Saturday, November 20, 1999

Richard Hoyt

Richard Hoyt is the author of twenty-one mysteries and thrillers; two under the alias of Nicholas van Pelt. His first novel, Decoys, a John Denson mystery, was published in 1980. Since then, he has published seven John Denson mysteries and eight James Burlane international thrillers.

Richard, born in Hermiston, Oregon, grew up on a small farm outside Umatilla, Oregon. His father was a moonshiner and a rodeo cowboy; his mother was manager of the school cafeteria. He has a Master of Science in journalism from the University of Oregon and a PhD in American studies from the University of Hawaii. He served as a counterintelligence agent for the United States Army and was a fellow in international editing and reporting at the Washington Journalism Center. He served briefly as a Washington correspondent for newspapers in the Pacific Northwest and was a reporter for two years for the Honolulu Star-Bulletin and three years for the Honolulu Advertiser. He taught journalism and mass media courses at the University of Maryland, College Park, and for six years at Lewis and Clark College in Portland.

In researching his thrillers, I learned that he has traveled to Ireland, Germany, Sweden, Finland, Denmark, Switzerland, France, Morocco, Mexico, Guatemala, Singapore, Indonesia, Thailand, Malaysia, Japan, Korea, Gibraltar, Canada, Jamaica, England, Portugal, Hong Kong, Brazil, the Soviet Union, the Netherlands, Spain, and Belize. His last overseas trip to he Philippines lasted over three years. In 1984, he rode Soviet trains from Nadhodka, near Vladivostok on the Sea of Japan to Finland. In 1987, he rode riverboats from the headwaters of the Amazon to the Atlantic Ocean.

Richard’s novel, Siege, won the American Mystery Award as the best espionage novel of 1987. His latest novel, Stomp, set in 1957, is an existential mystery and a coming of age story. It is largely autobiographical, based on Hoyt's growing up in Umatilla. The book deals with true love, a series of rapes, a bit of stalking, near-death train-proximity sex, a murder attempt (by the heroes), ruined lives, a body found after forty years, and the return of the exiled author in time for his appearance tonight, one more stop on an extended book tour.

Jane Glazer


Jane Glazer grew up in small-town Iowa, in a large family, among animals and books. Her father was a veterinarian; her mother an artist. Jane was widowed at 30 but went back to earn an MA in English Literature while raising three children. After a Fulbright year in Dublin, Ireland, and a two-year Peace Corps stint in South America, she taught in Eugene and Portland schools for twenty years. During that time, she began to publish her poetry in small journals.

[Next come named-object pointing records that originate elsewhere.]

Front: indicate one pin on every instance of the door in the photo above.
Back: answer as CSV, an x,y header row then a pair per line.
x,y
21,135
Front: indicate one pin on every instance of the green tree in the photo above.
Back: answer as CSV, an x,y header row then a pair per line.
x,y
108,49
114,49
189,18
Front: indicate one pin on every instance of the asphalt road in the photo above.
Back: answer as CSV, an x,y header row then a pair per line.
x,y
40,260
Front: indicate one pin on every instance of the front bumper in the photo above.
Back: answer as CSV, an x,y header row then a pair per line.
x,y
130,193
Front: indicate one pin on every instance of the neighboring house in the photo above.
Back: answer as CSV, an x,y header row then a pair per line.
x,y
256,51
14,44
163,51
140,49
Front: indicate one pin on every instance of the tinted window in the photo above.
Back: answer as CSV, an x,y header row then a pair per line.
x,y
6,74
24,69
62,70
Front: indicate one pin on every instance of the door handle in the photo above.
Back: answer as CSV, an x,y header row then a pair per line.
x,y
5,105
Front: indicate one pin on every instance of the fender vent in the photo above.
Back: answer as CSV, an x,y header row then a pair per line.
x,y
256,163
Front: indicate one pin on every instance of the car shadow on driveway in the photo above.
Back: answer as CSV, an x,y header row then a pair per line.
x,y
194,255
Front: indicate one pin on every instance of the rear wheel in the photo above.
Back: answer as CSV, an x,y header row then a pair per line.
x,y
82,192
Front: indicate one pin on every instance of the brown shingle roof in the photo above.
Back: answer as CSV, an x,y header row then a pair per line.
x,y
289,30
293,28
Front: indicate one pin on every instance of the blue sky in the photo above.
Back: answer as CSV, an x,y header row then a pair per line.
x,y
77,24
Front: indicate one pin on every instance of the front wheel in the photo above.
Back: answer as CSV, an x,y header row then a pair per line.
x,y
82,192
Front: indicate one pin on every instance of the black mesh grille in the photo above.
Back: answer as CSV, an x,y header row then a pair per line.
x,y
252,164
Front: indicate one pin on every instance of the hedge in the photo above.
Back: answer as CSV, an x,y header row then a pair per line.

Her first book of poems, Some Trick of Light, was a finalist for the Oregon Book Awards in 1994. Her work has been described as "poems of precise observation and social conscience, informed by an educated sensibility and a first-rate mind."

Poems from Some Trick of Light take us to Ireland, Russia, Italy, and Beijing. The first poems in her book are dramatic and provide description of foreign lands with painfully stark commentary. The book’s second section delves into family memories, deaths of grandparents, and the suicide of her husband. The poems are tender and unpretentious, with no trace of the melodramatic.

A second collection, Moles and Mausoleums, is ready for publication.